Emmanuel Macron, lors de son discours devanrt les ambasadeurs français, à l’Elysée le 27 août. / PHILIPPE WOJAZER/AFP

Editorial. Dans les derniers mots de son discours d’une heure et demie prononcé le 27 août devant les ambassadeurs français, Emmanuel Macron a cité Soljenitsyne qui, il y a quarante ans, dans une conférence à Harvard, évoquait le « déclin du courage » et la fragilité de l’Occident.

Cette gravité de ton contrastait avec le volontarisme enthousiaste d’août 2017, pour ce même rendez-vous annuel de la diplomatie française, où le président à peine élu, incarnant l’espoir d’un grand retour de la France sur la scène internationale, semblait destiné à devenir figure de référence naturelle d’un monde euro-atlantique déboussolé par l’imprévisibilité de Donald Trump, l’affaiblissement d’Angela Merkel et celui de Theresa May, engluée dans le Brexit. Ce qui était son atout est devenu son handicap. Emmanuel Macron semble toujours plus seul pour porter le « renforcement de l’ordre mondial » qu’il appelle de ses vœux et sa priorité européenne avec une « refondation de l’Union ».

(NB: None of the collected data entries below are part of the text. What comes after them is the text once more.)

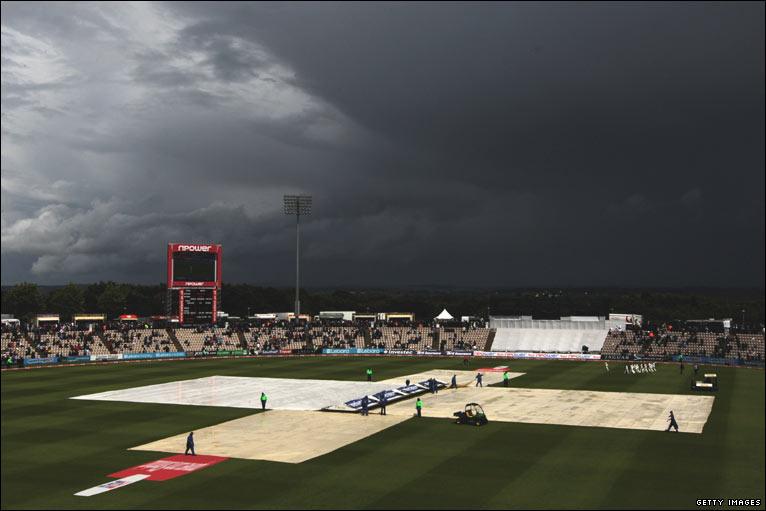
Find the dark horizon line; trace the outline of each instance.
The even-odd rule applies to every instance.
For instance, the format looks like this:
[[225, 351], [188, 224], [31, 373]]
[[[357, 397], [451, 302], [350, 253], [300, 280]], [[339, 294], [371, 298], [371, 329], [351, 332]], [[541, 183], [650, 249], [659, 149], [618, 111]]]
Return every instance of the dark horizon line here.
[[[0, 284], [0, 287], [2, 288], [9, 288], [13, 287], [18, 284], [35, 284], [38, 287], [43, 288], [56, 288], [56, 287], [64, 287], [69, 284], [74, 284], [76, 286], [91, 286], [95, 284], [100, 283], [115, 283], [115, 284], [127, 284], [127, 285], [133, 285], [133, 286], [161, 286], [164, 285], [165, 282], [156, 282], [156, 283], [136, 283], [136, 282], [119, 282], [116, 280], [98, 280], [98, 281], [92, 281], [92, 282], [67, 282], [65, 284], [38, 284], [36, 282], [30, 282], [30, 281], [21, 281], [21, 282], [15, 282], [12, 284]], [[248, 285], [253, 287], [260, 287], [260, 288], [273, 288], [273, 289], [295, 289], [294, 285], [290, 284], [256, 284], [256, 283], [250, 283], [250, 282], [224, 282], [224, 285]], [[727, 291], [727, 290], [736, 290], [736, 291], [759, 291], [759, 292], [766, 292], [766, 287], [764, 286], [738, 286], [738, 285], [731, 285], [731, 286], [720, 286], [720, 285], [669, 285], [669, 286], [658, 286], [658, 285], [645, 285], [645, 286], [639, 286], [639, 285], [593, 285], [593, 286], [584, 286], [584, 285], [519, 285], [519, 286], [512, 286], [512, 285], [505, 285], [505, 286], [490, 286], [490, 285], [449, 285], [449, 284], [408, 284], [408, 285], [337, 285], [337, 286], [328, 286], [328, 285], [318, 285], [318, 286], [301, 286], [302, 290], [315, 290], [315, 291], [322, 291], [322, 290], [332, 290], [332, 291], [344, 291], [344, 290], [355, 290], [355, 291], [396, 291], [396, 290], [423, 290], [423, 291], [431, 291], [431, 290], [439, 290], [439, 291], [450, 291], [450, 290], [456, 290], [456, 291], [553, 291], [553, 290], [567, 290], [567, 291], [588, 291], [588, 290], [655, 290], [655, 291]]]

La crise du multilatéralisme, le choix de Donald Trump de se détourner du système des relations internationales construit après 1945 et la montée des nationalismes créent des défis inédits. Ebranlée par les doutes des peuples sur le projet communautaire, menacée par la montée des tensions au Moyen-Orient comme au Sahel, l’Europe est au cœur de cette crise, même si elle en incarne aussi la possible solution. C’est le pari d’Emmanuel Macron.

Les « forces progressistes et celles du repli »

« Ce combat européen ne fait que commencer, il sera long et difficile et il sera au cœur de l’action de la France tout au long de mon mandat », a martelé le président devant les ambassadeurs. Ce combat est celui qui, en Europe, peut-être encore plus qu’ailleurs dans le monde, oppose les « forces progressistes et celles du repli ».

A neuf mois des élections européennes, Emmanuel Macron espère cristalliser les suffrages de tous ceux qui, en France, refusent la vision d’un Viktor Orban ou d’un Matteo Salvini. Il les épingle dans son discours, même s’il reconnaît que de tels mouvements sont nés de l’affadissement du rêve européen et de la sous-estimation « de l’identité profonde des peuples et de leur imaginaire collectif ». Le chef de l’Etat espère recomposer les alliances politiques à l’échelle européenne, comme il l’avait fait dans le champ politique national.

Il faut reconnaître à M. Macron une véritable vision de l’Europe qu’il a longuement réaffirmée lundi, notamment dans la dernière partie de son discours, où le ton s’est fait vibrant et plus personnel, rompant avec ce que cet exercice du discours annuel aux ambassadeurs peut avoir de convenu dans la longue énumération des grands dossiers et des prochains rendez-vous de la diplomatie tricolore.

Son projet, déjà évoqué il y a un an lors de son discours à la Sorbonne, est une « vision humaniste de la mondialisation », portée par une Europe capable d’assumer pleinement sa souveraineté et son autonomie stratégique, qui doit compter toujours plus sur elle-même pour sa sécurité. La force d’Emmanuel Macron est le refus du renoncement. Il appelle ainsi à « revisiter les tabous européens », y compris par une révision des traités. Il veut affirmer la France comme « puissance médiatrice » – ce qui ne signifie pas pour autant moyenne. Au-delà des effets de tribune, le véritable défi est celui de concrétiser cette vision ambitieuse. Pour cela, il faut commencer par trouver des partenaires et, surtout, parvenir à les convaincre.